# Black LTZ RS Window Tint - Before and After



## scarletwhite (Aug 27, 2011)

Just got my 2012 LTZ RS tinted. 

I did 35 in the front, 20 in the back, and 15 on the rear window (legal limits).

I was planning to do 35 all around because I was afraid of looking 'thuggish' with all the black on black - tint guy talked me into going to the legal limits and happy I did!

Before:









After:


----------



## lurknyou (Sep 8, 2011)

Just out of curiosity, do you have any problems seeing out the back glass? I have a black 1LT RS and was planning on getting the exact same tint percentages. Also what did this cost you if you don't mind me asking?


----------



## scarletwhite (Aug 27, 2011)

At night, the tint looks quite dark from the outside - but I have not had any issues with seeing from inside the car. I was scared of going so dark that I would have trouble seeing, but after talking to the tint guy and having him show me some tints I realized the cars I thought were 'too dark' were actually illegal (5%). 

Total cost was $150. I live in Florida and I got a lot of price quotes ranging from $100-$250. This company was one of the few who used 3M brand and I had seen good reviews on it so I went with them. It is 3M FX-PM film - no metal so it will not interfere with gps/radio/keyless. I have never had my windows tinted so I guess time will tell if it's a good product and good installation.
3M FX Premium Automotive Films


----------



## carey965 (Sep 6, 2011)

pssh 5% all the way around

looks good tho man


----------



## scarletwhite (Aug 27, 2011)

Haha don't get me wrong I do think 5% looks cool but I'm scared of getting a ticket for tint and my vision is bad enough as it is.
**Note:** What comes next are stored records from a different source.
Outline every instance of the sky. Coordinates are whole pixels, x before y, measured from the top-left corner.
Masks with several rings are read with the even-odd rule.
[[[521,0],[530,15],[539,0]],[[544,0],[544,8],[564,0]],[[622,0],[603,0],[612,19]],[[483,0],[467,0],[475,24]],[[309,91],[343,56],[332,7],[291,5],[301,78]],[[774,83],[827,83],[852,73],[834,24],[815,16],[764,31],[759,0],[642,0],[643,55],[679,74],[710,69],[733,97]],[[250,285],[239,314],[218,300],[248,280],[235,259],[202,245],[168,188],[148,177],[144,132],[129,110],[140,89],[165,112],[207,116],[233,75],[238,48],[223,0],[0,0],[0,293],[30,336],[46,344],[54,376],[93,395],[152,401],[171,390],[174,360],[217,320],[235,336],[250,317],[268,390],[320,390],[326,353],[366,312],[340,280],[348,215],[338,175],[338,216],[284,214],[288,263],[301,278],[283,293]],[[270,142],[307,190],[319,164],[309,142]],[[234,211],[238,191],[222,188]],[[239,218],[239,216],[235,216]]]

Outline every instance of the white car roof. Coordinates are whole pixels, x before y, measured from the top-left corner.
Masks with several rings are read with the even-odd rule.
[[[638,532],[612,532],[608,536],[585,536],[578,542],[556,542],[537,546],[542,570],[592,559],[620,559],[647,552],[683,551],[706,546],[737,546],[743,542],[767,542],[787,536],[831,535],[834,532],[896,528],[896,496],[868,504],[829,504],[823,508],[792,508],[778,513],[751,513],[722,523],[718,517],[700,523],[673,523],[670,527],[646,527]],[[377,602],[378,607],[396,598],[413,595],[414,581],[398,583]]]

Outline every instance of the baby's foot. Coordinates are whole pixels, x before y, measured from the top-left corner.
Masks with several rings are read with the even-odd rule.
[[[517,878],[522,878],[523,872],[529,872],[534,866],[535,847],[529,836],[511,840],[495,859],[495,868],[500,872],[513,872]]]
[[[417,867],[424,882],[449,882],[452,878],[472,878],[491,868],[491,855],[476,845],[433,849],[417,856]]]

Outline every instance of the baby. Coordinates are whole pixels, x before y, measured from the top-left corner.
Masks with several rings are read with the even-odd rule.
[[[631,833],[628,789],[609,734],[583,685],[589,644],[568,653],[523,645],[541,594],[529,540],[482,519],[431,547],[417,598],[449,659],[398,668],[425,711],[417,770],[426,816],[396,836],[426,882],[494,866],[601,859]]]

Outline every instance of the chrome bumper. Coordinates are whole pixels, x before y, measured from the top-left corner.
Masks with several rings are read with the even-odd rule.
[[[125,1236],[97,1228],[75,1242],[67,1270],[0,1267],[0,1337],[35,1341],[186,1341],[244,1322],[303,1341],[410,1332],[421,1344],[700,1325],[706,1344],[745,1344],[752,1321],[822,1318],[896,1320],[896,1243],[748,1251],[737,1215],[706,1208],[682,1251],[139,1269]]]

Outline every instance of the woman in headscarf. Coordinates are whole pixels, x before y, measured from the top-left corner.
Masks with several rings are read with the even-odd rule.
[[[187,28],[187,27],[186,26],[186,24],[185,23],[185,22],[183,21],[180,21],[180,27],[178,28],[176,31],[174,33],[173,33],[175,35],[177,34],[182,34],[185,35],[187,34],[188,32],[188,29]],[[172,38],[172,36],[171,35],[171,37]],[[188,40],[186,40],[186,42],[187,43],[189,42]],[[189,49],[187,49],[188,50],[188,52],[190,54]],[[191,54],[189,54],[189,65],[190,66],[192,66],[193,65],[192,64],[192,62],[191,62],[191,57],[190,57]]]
Now I just wish I could legally tint the windshield.


----------



## CHUV (Jun 25, 2011)

I have 20% all around on mine... best decision ever. It looks sexy as **** and at night theres still adequate visibility.


----------



## Patman (May 7, 2011)

I live in Ohio and I have been thinking about Tinting also. I have a charcoal Grey LS and I am afraid of having a "dark" car and the vision from the inside. Looking at the Black LTZ it would probably be an improvement for my plain looking LS but maybe I should go with wheels(but then what size) first then the tint. 
Thoughts


----------



## TFroehlichIII (Mar 15, 2013)

I have 5% all the way around except for the windshield, that is 20%.About tickets and being illegal, I have a doctors note for it.


----------



## ItsBenAWhile (Mar 15, 2013)

CHUV said:


> I have 20% all around on mine... best decision ever. It looks sexy as **** and at night theres still adequate visibility.


what state do you live in? I am thinking about getting 20% all around. Im in IL. Do you have any pictures?


----------